It should come as no surprise that Wex, most famous for his 2005 Born to Kvetch: Yiddish Language and Culture in All Its Moods, heavily peppers his writing in Rhapsody in Schmaltz with Yiddish words and phrases – and some of the best food-related idioms around.
In a discussion on lokshen, the classic homemade noodle, Wex notes that “a couple who are all over each other after the first look are said to tsukhapn zikh vi tsu heyse lokshen, ‘throw themselves at each other as if at hot lokshen,’ a uniquely Yiddish way of describing unbridled lust.
Rosl, a pickle or brine, features in “what is arguably the single greatest expression in all Yiddish: dreyen zikh vi a forts in rosl, “to blunder around like a fart in the brine.”
Indeed Yiddish, far from the holy language one would imagine, is downright filthy – especially when it comes to references to food.

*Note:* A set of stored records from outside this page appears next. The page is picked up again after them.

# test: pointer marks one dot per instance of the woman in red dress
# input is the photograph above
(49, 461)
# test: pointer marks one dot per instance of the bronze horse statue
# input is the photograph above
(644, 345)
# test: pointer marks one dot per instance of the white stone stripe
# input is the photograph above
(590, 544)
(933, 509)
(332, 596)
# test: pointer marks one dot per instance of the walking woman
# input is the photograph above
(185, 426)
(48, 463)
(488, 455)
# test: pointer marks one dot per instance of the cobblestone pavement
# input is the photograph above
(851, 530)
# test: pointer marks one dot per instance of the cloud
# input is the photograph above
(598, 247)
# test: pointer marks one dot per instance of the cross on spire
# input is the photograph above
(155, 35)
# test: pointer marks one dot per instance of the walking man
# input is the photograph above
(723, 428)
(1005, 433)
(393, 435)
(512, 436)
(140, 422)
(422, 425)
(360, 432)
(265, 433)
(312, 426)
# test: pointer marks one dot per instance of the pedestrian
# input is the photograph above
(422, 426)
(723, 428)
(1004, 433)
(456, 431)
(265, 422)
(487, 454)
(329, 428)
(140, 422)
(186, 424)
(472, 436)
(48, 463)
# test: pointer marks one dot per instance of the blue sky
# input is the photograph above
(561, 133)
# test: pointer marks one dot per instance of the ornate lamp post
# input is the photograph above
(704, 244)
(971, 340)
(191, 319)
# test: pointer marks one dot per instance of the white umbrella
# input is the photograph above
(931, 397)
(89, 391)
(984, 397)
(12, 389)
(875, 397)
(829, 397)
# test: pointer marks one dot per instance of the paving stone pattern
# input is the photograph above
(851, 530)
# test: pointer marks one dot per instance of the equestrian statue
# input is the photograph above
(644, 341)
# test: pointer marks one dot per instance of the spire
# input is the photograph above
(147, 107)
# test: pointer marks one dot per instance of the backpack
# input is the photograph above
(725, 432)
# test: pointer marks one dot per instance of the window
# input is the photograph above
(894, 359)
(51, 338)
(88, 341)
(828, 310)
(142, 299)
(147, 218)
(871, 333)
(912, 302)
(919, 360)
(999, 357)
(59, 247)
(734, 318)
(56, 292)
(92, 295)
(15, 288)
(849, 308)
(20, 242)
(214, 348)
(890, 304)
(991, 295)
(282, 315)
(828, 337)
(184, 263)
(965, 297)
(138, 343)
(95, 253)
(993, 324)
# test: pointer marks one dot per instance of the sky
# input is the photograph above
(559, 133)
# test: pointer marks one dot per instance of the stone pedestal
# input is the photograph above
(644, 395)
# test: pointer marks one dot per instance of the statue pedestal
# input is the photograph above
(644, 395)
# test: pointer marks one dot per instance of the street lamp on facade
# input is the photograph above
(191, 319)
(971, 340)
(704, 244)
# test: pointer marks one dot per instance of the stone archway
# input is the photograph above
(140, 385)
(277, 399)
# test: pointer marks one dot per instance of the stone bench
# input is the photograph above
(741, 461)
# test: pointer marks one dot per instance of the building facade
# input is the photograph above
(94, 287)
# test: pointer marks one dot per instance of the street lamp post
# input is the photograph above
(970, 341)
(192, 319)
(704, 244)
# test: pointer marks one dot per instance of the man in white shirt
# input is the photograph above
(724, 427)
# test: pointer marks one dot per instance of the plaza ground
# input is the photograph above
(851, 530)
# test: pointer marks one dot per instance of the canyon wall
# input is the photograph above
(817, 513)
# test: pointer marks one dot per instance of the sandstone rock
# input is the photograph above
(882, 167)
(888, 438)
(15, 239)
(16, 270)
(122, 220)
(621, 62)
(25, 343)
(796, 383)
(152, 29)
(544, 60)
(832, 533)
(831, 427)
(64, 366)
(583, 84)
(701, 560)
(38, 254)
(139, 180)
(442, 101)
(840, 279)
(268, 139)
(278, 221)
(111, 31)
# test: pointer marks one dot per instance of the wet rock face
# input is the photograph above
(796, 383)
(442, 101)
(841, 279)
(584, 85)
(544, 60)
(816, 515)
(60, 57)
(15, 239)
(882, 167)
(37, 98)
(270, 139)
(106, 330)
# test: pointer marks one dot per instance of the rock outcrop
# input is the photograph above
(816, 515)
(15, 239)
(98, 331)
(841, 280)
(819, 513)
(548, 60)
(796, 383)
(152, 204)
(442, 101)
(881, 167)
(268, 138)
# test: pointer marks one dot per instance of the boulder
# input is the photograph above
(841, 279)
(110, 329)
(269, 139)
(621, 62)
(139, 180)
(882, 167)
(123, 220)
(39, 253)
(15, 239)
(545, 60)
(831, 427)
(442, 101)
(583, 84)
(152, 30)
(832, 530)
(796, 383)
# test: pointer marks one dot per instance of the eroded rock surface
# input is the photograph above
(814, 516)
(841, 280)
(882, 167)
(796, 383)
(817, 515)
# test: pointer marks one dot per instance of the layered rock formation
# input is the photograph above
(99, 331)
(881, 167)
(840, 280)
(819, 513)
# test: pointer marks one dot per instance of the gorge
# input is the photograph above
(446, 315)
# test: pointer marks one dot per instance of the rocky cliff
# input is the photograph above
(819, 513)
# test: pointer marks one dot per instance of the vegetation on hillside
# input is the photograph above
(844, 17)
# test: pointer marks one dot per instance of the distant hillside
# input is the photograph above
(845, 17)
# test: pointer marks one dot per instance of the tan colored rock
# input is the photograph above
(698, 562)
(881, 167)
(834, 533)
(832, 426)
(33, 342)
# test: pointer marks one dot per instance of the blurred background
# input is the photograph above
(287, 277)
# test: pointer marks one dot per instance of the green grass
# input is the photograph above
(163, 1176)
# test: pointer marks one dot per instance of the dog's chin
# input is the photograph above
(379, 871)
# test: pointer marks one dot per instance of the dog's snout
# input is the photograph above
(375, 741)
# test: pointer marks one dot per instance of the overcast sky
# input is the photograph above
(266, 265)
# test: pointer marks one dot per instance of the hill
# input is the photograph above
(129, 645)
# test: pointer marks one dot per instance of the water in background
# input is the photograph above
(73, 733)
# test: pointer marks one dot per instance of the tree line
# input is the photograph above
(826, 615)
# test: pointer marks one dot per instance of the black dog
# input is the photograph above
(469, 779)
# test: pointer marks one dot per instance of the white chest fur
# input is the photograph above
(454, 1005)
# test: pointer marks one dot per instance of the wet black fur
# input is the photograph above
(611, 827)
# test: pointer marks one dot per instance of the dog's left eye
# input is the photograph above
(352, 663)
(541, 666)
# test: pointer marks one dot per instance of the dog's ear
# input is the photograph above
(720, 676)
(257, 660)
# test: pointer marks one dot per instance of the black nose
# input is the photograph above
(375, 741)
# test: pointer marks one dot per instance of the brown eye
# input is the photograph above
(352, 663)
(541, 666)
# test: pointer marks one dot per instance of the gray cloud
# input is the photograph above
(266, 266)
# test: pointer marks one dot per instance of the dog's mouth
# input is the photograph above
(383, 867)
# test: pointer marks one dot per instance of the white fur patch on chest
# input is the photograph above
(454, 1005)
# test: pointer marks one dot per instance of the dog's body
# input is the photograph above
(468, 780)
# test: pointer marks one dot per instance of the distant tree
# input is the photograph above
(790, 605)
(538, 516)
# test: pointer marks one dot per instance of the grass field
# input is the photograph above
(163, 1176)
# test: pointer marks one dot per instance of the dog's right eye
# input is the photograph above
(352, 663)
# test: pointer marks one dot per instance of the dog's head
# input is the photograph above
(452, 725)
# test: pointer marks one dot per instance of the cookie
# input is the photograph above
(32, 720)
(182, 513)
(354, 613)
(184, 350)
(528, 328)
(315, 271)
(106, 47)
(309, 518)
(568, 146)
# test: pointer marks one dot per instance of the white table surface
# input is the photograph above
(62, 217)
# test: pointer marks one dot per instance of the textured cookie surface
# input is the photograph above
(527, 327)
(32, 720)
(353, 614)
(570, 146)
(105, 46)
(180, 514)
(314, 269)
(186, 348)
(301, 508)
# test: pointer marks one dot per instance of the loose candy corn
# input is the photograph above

“The general appearance of the hamantasch and its cousins in geometry, the knish and pierogi, has given all three a special place in colloquial Yiddish as slightly coy vulgarisms for the human vulva,” writes Wex.
And if you were looking for new ways to impart Jewish life lessons to your kids, try out “Iber an ongehoybener khale iz nisht gun ken hamoytse tsu makhn, ‘it’s not good making hamoytse over a halla that’s already been sliced.’ In other words, no man wants damaged goods.”
Whether your mind is in or out of the gutter, Wex has created a masterpiece: a funny, informative and engaging work on the narrative and culture of what is, for most, a lost world. Those who grew up steeped in Ashkenazi Jewish culture and those who had never heard of a kugel will both find much to love here.